Weight Bearing and Why Size Matters

Vertebrae get progressively larger as you move down the spine, and the lumbar vertebrae are the biggest of all. This isn’t random. Each vertebra must support the cumulative weight of everything above it. By the time you reach L5, that single bone is carrying the weight of your head, arms, torso, and all the vertebrae stacked on top of it. The large, broad surface area of lumbar vertebral bodies spreads that load across the thick intervertebral discs that sit between them.

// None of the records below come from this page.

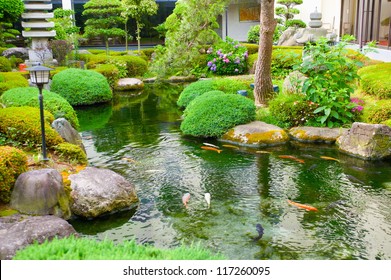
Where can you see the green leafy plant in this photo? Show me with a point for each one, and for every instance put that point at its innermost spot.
(331, 76)
(82, 87)
(213, 114)
(13, 162)
(228, 58)
(54, 103)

Where the Spinal Cord Ends

One detail that surprises many people: the spinal cord itself doesn’t extend through the entire lumbar spine. In adults, the cord typically ends at about the middle of the L1 vertebra. Below that point, the spinal canal contains a bundle of individual nerve roots (sometimes called the “horse’s tail” for its appearance) that branch off to serve the legs, bladder, and pelvic organs. This is why doctors can safely perform lumbar punctures in the lower lumbar region, usually between L3 and L4 or L4 and L5, without risking spinal cord injury.

Common Problems at the Lumbar Levels

The lower two lumbar levels take the most punishment. About 95% of lumbar disc herniations occur at either L4-L5 or L5-S1, with L5-S1 being the single most common level. This makes sense mechanically: these are the segments absorbing the greatest compressive and shearing forces during everyday activities like sitting, bending, and lifting. A herniated disc at L4-L5 typically affects the L5 nerve root, which can cause pain, numbness, or weakness radiating down the outer leg and into the top of the foot. A herniation at L5-S1 more commonly affects the S1 nerve root, sending symptoms down the back of the leg and into the sole of the foot.

Degenerative changes, including disc narrowing and arthritis of the small facet joints, also concentrate at these lower levels. The combination of heavy loads and high mobility makes the lumbar spine both essential and vulnerable.